E. TUGAS TERAPIS EKSISTENSIAL
a. Mengundang klien untuk bagaimana mereka mengijinkan orang lain memutuskan untuk diri mereka
b. Mengajak klien untuk melangkah maju secara otonomi.
c. “meskipun sekarang anda mempunyai pola yang anda lakukan, apakah anda mau membuat pola yang baru?”

F. PENGALAMAN KLIEN
Dalam terapi pendekatan ini, klien mampu mengalami secara subjektif persepsi-persepsi tentang dunianya. Dia harus kreatif dalam proses terapeutik, sebab dia harus memutuskan ketakutan-ketakutan, perasaan-perasaan berdosa, dan kecemasan-kecemasan apa yang akan dieksplorasinya. Memutuskan untuk menjalani terapi saja sering merupakan tindakan yang menakutkan.
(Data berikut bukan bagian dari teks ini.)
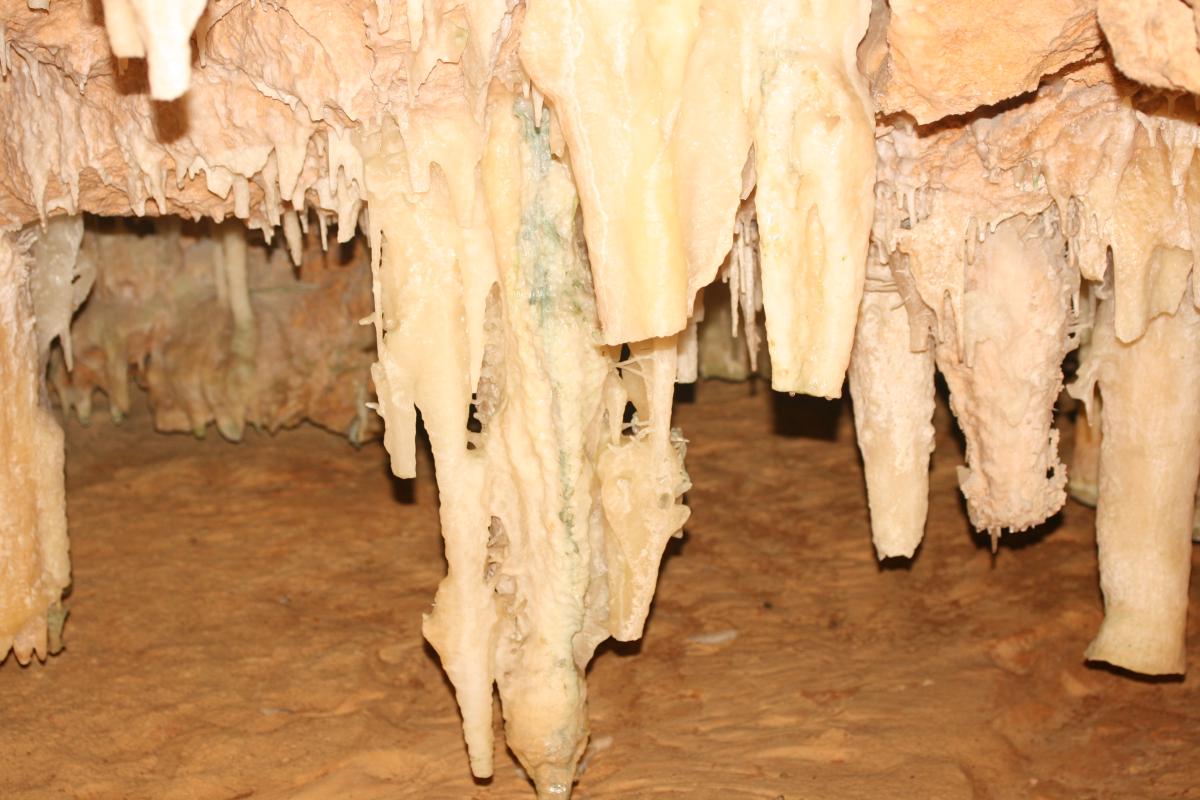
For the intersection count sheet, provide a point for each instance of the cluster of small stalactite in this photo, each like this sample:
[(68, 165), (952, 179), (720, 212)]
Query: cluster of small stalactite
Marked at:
[(570, 205)]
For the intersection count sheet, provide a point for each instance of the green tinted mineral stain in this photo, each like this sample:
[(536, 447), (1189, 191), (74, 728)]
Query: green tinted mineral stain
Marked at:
[(558, 287)]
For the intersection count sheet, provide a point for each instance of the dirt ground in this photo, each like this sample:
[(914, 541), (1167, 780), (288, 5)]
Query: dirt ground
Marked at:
[(245, 623)]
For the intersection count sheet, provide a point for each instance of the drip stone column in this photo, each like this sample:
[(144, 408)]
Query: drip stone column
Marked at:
[(34, 564)]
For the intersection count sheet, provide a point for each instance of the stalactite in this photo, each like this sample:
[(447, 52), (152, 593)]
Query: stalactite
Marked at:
[(1150, 459), (814, 222), (1005, 374), (34, 564), (893, 392)]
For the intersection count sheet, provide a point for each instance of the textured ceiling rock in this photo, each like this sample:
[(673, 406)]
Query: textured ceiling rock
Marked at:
[(952, 56), (1155, 41)]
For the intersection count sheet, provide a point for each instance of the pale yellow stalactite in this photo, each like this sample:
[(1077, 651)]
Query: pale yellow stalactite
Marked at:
[(161, 30), (425, 264), (1150, 458), (540, 422), (58, 282), (893, 392), (814, 221), (34, 564), (642, 480), (615, 72), (1006, 373)]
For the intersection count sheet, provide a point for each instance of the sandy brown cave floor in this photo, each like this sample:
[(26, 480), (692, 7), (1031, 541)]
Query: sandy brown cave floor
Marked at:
[(246, 624)]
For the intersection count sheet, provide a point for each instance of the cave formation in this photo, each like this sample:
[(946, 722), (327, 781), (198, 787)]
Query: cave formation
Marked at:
[(516, 227)]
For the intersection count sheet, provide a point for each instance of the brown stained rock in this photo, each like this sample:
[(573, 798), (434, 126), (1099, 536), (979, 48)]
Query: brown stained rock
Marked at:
[(159, 318), (1155, 41), (952, 56)]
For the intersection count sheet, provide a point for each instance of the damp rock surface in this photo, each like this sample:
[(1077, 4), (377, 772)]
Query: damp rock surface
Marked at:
[(241, 629)]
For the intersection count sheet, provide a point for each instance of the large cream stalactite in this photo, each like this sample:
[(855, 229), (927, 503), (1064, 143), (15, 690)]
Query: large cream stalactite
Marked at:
[(1150, 457), (34, 564), (432, 270), (160, 30), (893, 391), (1006, 372), (814, 221), (555, 516), (617, 73), (640, 130)]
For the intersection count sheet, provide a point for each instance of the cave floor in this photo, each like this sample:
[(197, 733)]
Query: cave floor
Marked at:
[(245, 623)]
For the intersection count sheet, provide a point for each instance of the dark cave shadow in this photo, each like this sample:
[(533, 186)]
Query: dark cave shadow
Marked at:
[(1121, 672), (807, 417), (897, 563), (403, 489)]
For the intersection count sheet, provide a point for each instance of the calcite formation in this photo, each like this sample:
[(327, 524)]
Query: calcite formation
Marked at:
[(546, 214)]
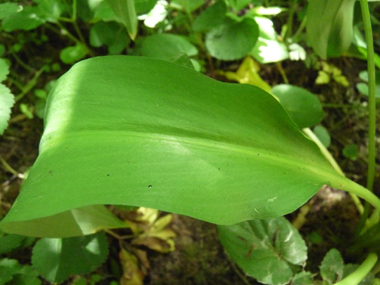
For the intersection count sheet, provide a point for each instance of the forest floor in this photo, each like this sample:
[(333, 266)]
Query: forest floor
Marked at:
[(199, 258)]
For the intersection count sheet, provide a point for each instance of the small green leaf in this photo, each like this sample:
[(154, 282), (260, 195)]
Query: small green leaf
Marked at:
[(4, 69), (167, 47), (351, 151), (7, 9), (72, 54), (332, 267), (50, 10), (302, 106), (212, 17), (111, 34), (6, 103), (232, 40), (323, 135), (126, 13), (27, 19), (144, 6), (55, 259), (330, 26), (268, 48), (303, 278), (265, 249)]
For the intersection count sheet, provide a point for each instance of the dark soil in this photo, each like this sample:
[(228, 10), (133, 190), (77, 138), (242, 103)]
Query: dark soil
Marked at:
[(199, 258)]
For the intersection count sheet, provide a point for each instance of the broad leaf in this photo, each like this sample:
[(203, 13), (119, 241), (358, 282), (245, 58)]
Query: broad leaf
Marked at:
[(76, 255), (329, 26), (265, 249), (144, 132), (303, 107)]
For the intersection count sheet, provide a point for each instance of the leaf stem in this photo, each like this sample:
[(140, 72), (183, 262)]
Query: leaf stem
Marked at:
[(360, 273), (371, 105)]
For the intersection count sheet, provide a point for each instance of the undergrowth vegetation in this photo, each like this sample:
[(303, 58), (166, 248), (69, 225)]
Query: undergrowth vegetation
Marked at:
[(138, 127)]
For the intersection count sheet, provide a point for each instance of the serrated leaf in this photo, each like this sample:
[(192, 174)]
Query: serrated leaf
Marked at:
[(6, 103), (332, 266), (76, 255), (167, 46), (142, 132), (265, 249), (232, 40), (126, 14), (330, 26), (7, 9), (212, 17), (303, 278), (302, 106), (27, 19)]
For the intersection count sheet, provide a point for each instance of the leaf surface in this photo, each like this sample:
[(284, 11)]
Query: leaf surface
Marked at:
[(265, 249), (144, 132)]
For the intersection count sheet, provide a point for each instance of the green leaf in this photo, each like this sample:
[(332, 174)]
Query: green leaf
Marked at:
[(7, 9), (167, 46), (212, 17), (268, 48), (6, 102), (83, 221), (332, 267), (232, 40), (323, 135), (72, 54), (330, 26), (265, 249), (76, 255), (303, 278), (126, 13), (50, 10), (144, 6), (142, 132), (303, 107), (27, 19), (9, 243), (110, 34), (4, 69), (351, 151)]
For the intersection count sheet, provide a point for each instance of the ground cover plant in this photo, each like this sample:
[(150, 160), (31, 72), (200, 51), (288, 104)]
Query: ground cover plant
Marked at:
[(132, 125)]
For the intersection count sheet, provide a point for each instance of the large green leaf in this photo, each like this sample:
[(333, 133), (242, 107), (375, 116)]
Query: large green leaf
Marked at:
[(144, 132), (329, 26)]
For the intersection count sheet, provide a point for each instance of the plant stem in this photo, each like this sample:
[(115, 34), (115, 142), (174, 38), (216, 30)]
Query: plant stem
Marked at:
[(371, 92), (371, 105), (360, 273)]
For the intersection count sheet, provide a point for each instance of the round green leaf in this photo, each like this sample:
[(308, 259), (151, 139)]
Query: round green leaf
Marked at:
[(7, 9), (212, 17), (56, 259), (232, 40), (27, 19), (142, 132), (265, 249), (303, 107), (167, 46)]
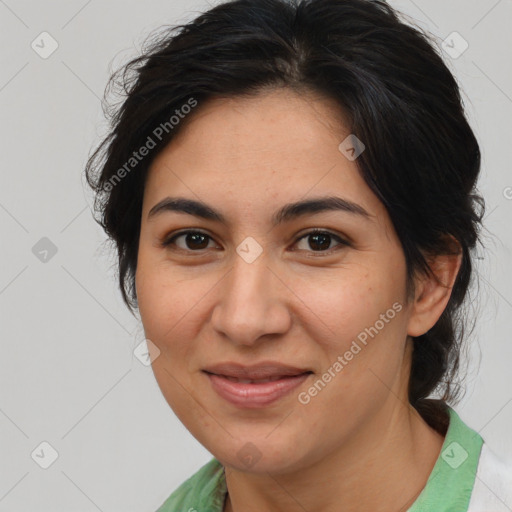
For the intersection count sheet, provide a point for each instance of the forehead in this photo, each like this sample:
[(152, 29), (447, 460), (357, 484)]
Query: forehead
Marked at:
[(244, 152)]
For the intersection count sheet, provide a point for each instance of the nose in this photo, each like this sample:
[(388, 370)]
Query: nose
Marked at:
[(252, 305)]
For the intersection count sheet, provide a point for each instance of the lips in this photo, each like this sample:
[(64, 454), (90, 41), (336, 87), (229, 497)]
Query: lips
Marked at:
[(257, 385)]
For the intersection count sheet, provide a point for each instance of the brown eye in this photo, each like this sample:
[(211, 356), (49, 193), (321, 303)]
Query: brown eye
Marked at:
[(320, 241), (192, 241)]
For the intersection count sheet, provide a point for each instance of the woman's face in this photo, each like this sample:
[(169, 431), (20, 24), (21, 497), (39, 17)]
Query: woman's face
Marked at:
[(325, 320)]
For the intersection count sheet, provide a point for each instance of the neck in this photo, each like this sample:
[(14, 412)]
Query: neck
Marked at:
[(398, 442)]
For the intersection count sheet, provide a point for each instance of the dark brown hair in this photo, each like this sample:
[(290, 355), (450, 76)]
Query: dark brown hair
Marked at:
[(422, 159)]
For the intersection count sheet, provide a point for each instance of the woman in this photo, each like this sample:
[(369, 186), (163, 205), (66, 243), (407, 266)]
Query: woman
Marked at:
[(291, 189)]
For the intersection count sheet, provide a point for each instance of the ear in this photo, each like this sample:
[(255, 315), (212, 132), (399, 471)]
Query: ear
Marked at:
[(431, 294)]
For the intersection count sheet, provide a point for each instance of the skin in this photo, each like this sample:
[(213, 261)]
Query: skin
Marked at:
[(246, 157)]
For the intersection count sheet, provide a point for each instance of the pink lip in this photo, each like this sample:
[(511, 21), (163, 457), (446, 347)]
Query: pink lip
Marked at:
[(255, 394)]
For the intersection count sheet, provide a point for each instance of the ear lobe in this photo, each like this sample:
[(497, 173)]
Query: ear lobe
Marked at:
[(433, 292)]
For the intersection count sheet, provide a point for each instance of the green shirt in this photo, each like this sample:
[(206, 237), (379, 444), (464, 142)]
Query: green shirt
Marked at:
[(448, 489)]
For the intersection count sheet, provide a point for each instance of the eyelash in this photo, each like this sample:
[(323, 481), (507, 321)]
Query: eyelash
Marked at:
[(167, 243)]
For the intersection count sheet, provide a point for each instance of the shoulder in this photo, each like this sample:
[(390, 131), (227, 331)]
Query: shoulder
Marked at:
[(204, 490), (493, 484)]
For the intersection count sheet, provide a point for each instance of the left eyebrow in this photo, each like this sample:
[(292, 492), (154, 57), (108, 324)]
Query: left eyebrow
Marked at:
[(287, 213)]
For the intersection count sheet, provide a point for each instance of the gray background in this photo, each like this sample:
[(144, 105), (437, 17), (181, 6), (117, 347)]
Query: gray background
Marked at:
[(68, 375)]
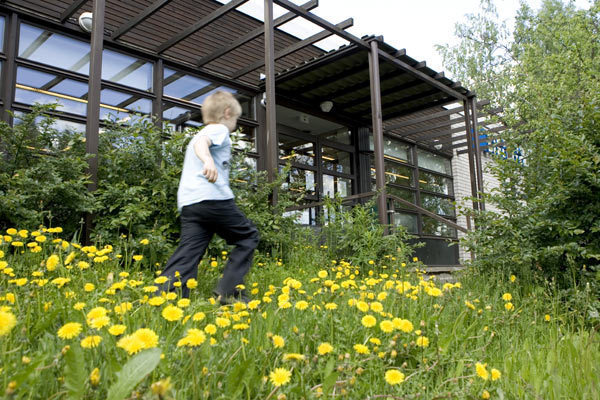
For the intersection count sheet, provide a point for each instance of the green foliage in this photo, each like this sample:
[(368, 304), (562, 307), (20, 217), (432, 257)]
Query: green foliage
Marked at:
[(133, 372), (278, 230), (42, 174), (548, 220), (75, 376), (355, 234)]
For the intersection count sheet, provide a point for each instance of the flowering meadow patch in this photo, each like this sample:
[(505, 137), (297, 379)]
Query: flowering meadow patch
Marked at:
[(81, 321)]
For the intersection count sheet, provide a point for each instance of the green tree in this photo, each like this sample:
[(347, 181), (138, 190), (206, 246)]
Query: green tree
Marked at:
[(548, 80)]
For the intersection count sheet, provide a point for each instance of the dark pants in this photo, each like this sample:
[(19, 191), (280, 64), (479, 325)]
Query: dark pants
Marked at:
[(199, 222)]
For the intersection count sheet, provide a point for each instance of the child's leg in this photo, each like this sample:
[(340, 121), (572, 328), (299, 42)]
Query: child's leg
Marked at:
[(196, 234), (236, 229)]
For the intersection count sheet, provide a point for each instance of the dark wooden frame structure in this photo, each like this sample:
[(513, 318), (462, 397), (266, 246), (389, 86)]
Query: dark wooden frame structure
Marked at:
[(396, 86)]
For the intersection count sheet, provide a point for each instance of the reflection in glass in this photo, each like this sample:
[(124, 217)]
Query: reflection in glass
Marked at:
[(307, 216), (434, 162), (435, 183), (333, 185), (191, 88), (244, 138), (343, 135), (301, 181), (37, 87), (58, 124), (296, 150), (336, 160), (438, 205), (36, 44), (126, 70), (393, 149), (408, 221), (404, 194), (1, 33), (437, 228), (395, 173)]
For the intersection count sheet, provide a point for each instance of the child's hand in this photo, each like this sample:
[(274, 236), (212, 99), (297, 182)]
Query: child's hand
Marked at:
[(210, 171)]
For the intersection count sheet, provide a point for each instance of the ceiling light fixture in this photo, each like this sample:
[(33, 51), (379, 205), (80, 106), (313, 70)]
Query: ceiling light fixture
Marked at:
[(326, 106), (85, 21)]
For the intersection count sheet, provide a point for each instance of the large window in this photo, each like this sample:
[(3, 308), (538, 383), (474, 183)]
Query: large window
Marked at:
[(434, 191)]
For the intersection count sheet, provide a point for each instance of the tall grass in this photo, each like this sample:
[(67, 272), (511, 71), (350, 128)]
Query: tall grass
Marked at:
[(435, 335)]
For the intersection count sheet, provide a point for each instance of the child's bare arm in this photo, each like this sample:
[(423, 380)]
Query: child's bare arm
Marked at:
[(201, 149)]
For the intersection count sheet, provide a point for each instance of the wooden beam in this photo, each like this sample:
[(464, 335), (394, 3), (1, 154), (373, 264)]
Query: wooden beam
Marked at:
[(272, 144), (443, 101), (377, 129), (427, 117), (386, 92), (72, 9), (361, 86), (424, 77), (148, 11), (253, 35), (219, 12), (293, 48), (322, 23)]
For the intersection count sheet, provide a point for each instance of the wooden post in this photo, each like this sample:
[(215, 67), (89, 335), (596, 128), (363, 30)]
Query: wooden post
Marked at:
[(93, 104), (271, 121), (377, 131), (471, 157)]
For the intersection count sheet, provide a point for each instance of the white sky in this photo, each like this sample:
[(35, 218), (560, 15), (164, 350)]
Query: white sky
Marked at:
[(416, 26)]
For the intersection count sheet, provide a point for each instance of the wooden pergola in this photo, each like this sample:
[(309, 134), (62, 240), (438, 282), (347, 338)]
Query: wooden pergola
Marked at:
[(368, 81)]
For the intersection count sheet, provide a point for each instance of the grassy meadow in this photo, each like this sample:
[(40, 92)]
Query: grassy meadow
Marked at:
[(82, 322)]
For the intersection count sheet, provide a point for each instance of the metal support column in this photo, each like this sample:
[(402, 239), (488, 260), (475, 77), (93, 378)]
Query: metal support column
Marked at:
[(472, 173), (377, 131), (9, 67), (93, 104), (478, 162), (271, 121), (157, 87)]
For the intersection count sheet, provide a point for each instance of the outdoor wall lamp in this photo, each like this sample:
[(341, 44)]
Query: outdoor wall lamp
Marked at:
[(85, 21), (326, 106)]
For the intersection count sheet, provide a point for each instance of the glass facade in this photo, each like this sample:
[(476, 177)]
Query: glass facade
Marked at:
[(434, 192), (53, 67)]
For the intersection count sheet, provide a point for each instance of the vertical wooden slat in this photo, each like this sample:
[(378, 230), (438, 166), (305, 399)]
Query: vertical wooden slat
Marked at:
[(157, 87), (473, 106), (377, 131), (470, 153), (93, 104), (9, 68), (271, 121)]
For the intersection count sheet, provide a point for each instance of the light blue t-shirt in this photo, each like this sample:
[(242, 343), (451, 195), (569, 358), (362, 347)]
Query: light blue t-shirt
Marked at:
[(193, 185)]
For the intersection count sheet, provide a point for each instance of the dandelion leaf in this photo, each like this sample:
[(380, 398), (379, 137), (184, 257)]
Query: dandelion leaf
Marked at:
[(133, 372), (75, 375)]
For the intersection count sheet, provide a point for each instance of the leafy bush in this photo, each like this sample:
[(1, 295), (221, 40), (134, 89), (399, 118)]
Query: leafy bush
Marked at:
[(355, 234), (546, 77), (42, 174)]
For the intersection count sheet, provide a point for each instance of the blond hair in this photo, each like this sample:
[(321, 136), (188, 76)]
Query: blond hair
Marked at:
[(214, 106)]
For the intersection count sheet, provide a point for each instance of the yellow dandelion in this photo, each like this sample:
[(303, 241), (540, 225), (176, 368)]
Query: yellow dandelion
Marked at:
[(422, 341), (293, 357), (172, 313), (278, 341), (386, 326), (394, 377), (481, 371), (368, 321), (495, 374), (7, 322), (90, 342), (325, 348), (280, 376), (117, 330), (361, 349)]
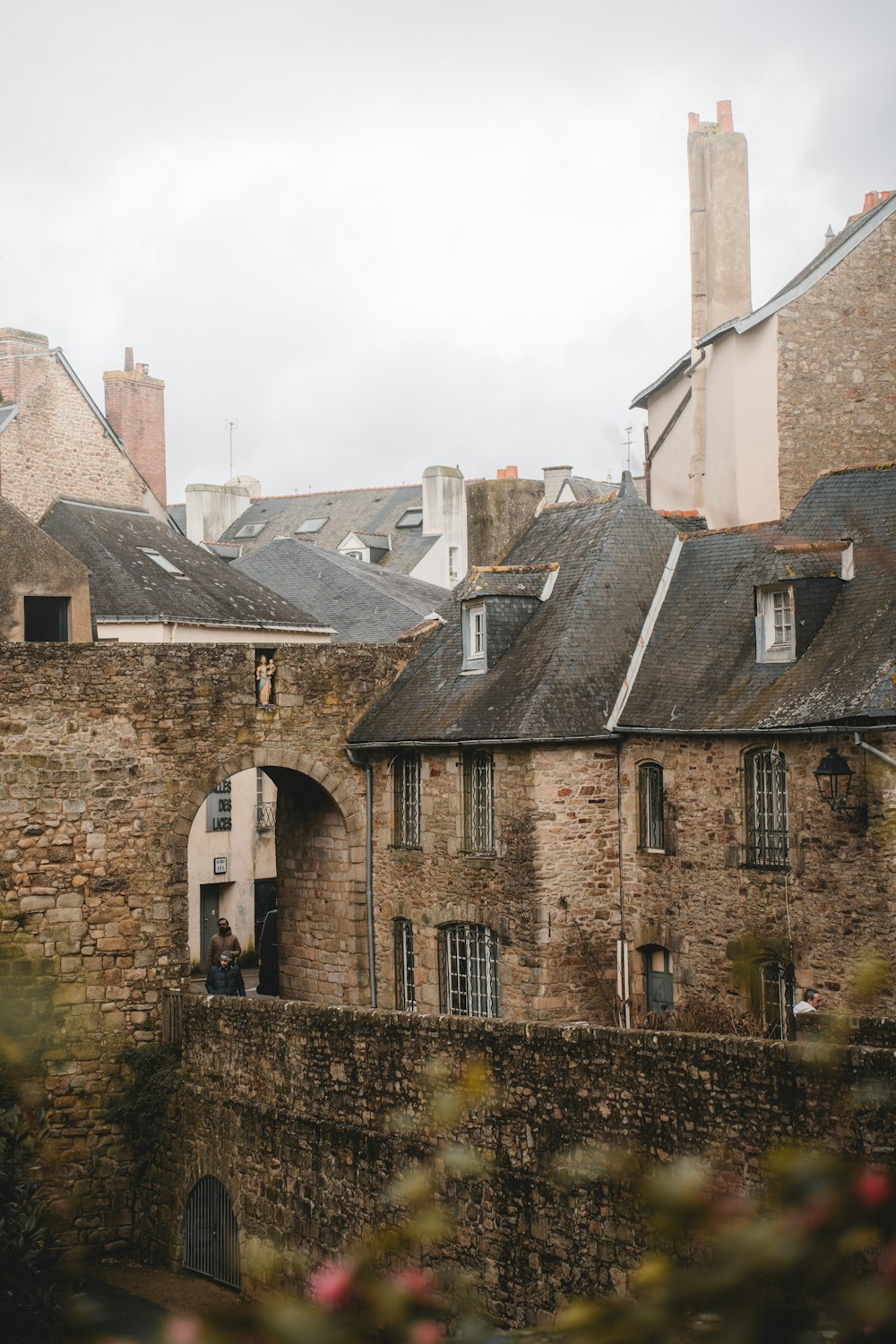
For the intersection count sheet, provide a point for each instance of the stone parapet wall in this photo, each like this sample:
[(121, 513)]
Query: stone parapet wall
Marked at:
[(290, 1107)]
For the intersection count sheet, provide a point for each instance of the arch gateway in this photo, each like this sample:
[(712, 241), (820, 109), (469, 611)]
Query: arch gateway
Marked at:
[(107, 752)]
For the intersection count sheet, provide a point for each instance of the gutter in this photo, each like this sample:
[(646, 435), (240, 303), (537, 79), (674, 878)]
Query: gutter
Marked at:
[(371, 949)]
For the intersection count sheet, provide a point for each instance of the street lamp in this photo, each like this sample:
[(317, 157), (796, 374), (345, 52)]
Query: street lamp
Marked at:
[(834, 776)]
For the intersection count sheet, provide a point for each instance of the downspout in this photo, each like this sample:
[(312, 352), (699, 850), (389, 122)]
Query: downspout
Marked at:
[(622, 943), (371, 949), (866, 746)]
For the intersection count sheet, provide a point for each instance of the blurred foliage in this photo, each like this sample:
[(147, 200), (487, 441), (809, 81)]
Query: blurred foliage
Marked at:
[(140, 1107), (31, 1285)]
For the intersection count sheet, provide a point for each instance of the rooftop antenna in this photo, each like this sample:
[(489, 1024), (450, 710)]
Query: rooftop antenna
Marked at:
[(627, 445), (231, 425)]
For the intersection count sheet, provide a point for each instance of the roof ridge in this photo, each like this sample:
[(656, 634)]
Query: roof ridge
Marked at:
[(355, 489), (857, 467)]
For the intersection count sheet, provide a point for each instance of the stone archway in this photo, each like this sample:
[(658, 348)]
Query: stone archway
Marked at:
[(320, 866)]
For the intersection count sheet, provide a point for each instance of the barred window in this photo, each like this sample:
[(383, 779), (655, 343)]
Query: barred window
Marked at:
[(478, 803), (406, 781), (769, 992), (469, 970), (659, 986), (766, 806), (405, 991), (650, 835)]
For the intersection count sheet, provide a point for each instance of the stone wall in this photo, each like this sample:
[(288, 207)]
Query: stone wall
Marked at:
[(699, 898), (837, 368), (290, 1107), (107, 755)]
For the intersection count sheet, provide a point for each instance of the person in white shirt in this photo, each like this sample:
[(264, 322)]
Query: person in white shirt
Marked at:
[(810, 1002)]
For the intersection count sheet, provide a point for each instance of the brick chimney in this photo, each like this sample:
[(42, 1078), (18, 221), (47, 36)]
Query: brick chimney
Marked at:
[(18, 349), (719, 220), (136, 410)]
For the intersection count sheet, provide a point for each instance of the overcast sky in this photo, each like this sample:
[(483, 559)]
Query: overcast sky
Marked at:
[(384, 234)]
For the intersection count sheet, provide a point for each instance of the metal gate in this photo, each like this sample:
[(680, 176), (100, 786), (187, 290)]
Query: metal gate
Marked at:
[(211, 1236)]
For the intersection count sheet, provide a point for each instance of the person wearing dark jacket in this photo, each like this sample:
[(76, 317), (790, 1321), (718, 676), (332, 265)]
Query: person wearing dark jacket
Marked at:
[(226, 978), (223, 941)]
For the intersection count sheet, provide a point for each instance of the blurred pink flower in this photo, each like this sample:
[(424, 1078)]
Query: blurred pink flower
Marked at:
[(426, 1332), (874, 1187), (182, 1330), (331, 1285)]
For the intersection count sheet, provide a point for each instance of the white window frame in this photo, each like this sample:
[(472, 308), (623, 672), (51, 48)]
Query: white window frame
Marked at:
[(468, 970), (405, 986), (775, 624), (478, 803), (474, 637), (406, 792)]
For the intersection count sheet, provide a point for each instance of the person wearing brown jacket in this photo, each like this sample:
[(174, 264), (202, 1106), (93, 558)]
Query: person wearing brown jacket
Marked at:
[(223, 941)]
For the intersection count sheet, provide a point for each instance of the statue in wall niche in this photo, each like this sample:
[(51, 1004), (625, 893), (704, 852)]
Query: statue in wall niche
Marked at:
[(265, 674)]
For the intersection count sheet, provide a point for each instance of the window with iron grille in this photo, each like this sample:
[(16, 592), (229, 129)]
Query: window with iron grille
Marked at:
[(650, 833), (478, 803), (659, 986), (766, 806), (469, 970), (406, 781), (405, 991), (769, 992)]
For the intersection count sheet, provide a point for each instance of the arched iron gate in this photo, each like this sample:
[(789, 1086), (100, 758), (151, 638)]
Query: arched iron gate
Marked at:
[(211, 1236)]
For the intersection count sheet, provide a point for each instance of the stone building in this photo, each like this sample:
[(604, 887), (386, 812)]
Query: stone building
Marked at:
[(595, 787), (54, 440), (767, 398), (45, 591)]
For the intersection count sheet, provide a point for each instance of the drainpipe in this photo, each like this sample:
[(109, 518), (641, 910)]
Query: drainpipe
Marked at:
[(866, 746), (622, 941), (371, 952)]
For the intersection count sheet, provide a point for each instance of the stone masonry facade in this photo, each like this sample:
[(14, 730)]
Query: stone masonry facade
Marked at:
[(837, 368), (292, 1107), (108, 754), (85, 462)]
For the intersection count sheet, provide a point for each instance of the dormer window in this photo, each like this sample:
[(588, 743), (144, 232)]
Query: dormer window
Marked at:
[(474, 637), (775, 642)]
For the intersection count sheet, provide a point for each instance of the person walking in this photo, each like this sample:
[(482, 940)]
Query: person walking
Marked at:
[(226, 978), (222, 941)]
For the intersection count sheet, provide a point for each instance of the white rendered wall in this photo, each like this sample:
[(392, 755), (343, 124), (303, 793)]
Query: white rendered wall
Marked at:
[(669, 483), (742, 429), (250, 854), (212, 508)]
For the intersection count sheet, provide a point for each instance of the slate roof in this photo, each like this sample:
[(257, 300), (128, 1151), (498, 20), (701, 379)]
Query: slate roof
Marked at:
[(700, 669), (363, 602), (128, 585), (559, 677), (362, 511)]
Dengan kata lain, klien dalam terapi pendekatan ini terlibat dalam pembukaan pintu menuju diri sendiri. Pengalaman sering menakutkan atau menyenangkan, mendepresikan atau gabungan dari semua perasaan tersebut. Dengan membuka pintu yang tertutup, klien mulai melonggarkan belenggu deterministik yang telah menyebabkan dia terpenjara secara psikologi. Lambat laun klien menjadi sadar, apa dia tadinya dan siapa dia sekarang serta klien lebih mampu menetapkan masa depan macam apa yang diinginkannya. Melalui proses terapi, klien bisa mengeksplorasi alternatif-alternatif guna membuat pandangan-pandangannya menjadi riil.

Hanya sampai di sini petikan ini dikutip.